記念写真

 アマテラス先生に許可をいただき、伊勢神宮の生け垣にモモタは桃の木を植えた。

 そして余談だが学園指定の制服を着用しているのはシンデレラとハスキーだけだった。


「オホホホ! 無課金勢ごときが楯突いてんじゃないわよ! さっさと負けを認めなさい!」


 最近、シンデレラは金に物を言わせてとあるソシャゲーにドハマり中だった。


 モモタには意味がわからなかった。

 実体の無い物に金払ってどうするんよ?


「あっ、こいつ! 汚ったねえ! 勇気の切断したわよ! そんなの逃げよ、逃げ! この切断厨めぇ……!」

「一周まわって、なんかおもろなってきたわ」

「『majoyukihime』ID控えたかんな! スクショしてモモッターで晒してやるわ!」


 それからモモタ一行は入学式終わりに伊勢神宮でお参りする運びになった。

 おのおの絵馬に抱負を書く。

 馬の蹄。肉球。英語。フランス語。日本語。

 さまざまな言語がいろどりを飾る。


「シンデレラはなんて書いたんじゃ?」


 モモタが問いながらのぞき見ると、シンデレラの派手派手しくデコレーションされた絵馬には『I LOVE MOMOTA』と書いてあった。

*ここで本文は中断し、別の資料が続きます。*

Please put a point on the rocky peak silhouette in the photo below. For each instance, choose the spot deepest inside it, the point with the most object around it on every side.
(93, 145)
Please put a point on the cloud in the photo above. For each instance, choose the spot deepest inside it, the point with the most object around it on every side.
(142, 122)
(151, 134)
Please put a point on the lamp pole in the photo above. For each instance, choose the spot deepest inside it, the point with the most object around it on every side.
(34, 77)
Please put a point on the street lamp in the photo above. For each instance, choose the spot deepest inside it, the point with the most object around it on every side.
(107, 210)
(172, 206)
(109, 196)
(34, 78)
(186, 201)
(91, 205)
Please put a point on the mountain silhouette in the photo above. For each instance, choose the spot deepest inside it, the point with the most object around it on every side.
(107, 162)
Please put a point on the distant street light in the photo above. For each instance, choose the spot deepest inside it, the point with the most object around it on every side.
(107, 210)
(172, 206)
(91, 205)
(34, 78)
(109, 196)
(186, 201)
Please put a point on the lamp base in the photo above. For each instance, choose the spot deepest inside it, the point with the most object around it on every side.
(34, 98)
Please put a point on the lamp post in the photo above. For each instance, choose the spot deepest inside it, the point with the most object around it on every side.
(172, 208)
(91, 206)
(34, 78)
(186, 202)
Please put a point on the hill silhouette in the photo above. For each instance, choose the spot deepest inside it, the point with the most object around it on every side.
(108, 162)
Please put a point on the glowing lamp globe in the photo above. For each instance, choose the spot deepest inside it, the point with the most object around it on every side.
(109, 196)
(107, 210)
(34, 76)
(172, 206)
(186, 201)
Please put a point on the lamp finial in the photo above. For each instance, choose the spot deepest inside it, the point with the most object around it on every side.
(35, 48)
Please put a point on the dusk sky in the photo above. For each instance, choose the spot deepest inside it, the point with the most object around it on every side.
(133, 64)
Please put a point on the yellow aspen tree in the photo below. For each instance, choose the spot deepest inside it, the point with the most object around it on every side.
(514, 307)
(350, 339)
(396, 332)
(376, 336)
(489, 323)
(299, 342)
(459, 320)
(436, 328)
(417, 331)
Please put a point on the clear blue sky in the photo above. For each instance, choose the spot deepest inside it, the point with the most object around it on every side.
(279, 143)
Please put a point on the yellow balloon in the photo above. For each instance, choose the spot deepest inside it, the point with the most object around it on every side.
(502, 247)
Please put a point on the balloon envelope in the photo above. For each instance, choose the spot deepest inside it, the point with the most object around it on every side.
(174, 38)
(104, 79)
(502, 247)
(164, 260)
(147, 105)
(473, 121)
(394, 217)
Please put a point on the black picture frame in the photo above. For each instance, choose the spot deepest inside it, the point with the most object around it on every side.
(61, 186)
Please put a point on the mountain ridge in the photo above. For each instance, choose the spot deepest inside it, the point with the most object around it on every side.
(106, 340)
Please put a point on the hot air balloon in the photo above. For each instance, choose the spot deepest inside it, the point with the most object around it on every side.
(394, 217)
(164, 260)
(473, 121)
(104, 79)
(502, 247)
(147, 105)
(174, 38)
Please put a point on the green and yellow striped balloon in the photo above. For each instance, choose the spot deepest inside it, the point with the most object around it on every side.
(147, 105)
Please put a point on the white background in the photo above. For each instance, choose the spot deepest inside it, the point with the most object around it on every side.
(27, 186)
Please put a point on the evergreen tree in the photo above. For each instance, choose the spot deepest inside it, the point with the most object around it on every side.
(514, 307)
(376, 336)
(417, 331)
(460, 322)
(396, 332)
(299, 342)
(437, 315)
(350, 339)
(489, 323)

「ふふん。モモタには教えなーい。英語を勉強しなさいよ。それか、スマホで翻訳するか。あんたにそれができればね。アッハッハッハ!」


 シンプルに腹立つぁ。

 それにどうやら、シンデレラのほうは日本語を読めるし書けるようなのである。

 不公平なんよ。

 と、モモタは世界を恨みながら、柄杓ひしゃくにすくった水をシンデレラに引っかける。


「ちびたっ!?」


 そして手を清めて、境内の神前に新入生一同は整列した。

 独特の緊張感漂う。


「みなさん、いい顔してますねぇ」


 その生徒たちの様子をアマテラス先生はシンデレラのスマホで撮影していた。

 二拝、二拍手、一拝。

 一行は神妙に祈った。


「みんな、なに祈ったの?」


 祈り終わったシンデレラは後頭部で手を組みながら問うた。


「オイラはこの世の美食グルメをたらふく食べてやるブゥ」


 ヨダレを垂らす三男ストピー。


「ポクはね~。無病息災トン。あとのもうひとつは言えないトン」


 なんかよう知らんけど怖い次男ウド。


「俺はいつか、絶対に壊れねえ立派な家を建ててやるぜ」


 ストイックな長男ブロピ。


「あたしは家族といつまでも一緒にいられますように……ってお願いしたし」

「奇遇なんだ。ぼくもまったく同じだよ」


 赤ずきんとハスキーは仲良く微笑みあった。


「私は、このおとぎ学園にずっといられますように」


 シンデレラは卒業する気ゼロだった。

 留年万歳。

 しかし。

 とモモタは思う。


 元の世界に彼女のことを心配してる人はいないんじゃろうか?


 モモタはちょっとだけ気を揉んだ。


「あと、野望もあるわ。オニチューブ視聴率100%の生放送をすることね。めざせ! 100億人同時接続よ!」

「……そら無理じゃろ」

「じゃあそういうモモタは、神様になんてお祈りしたの?」


 シンデレラに問われてモモタが答えようとした――まさにそのとき、ひらりひらりとした物体がモモタの鼻頭に載った。反射的にモモタがそれを払おうとする直前に、シンデレラが先に取ってしまう。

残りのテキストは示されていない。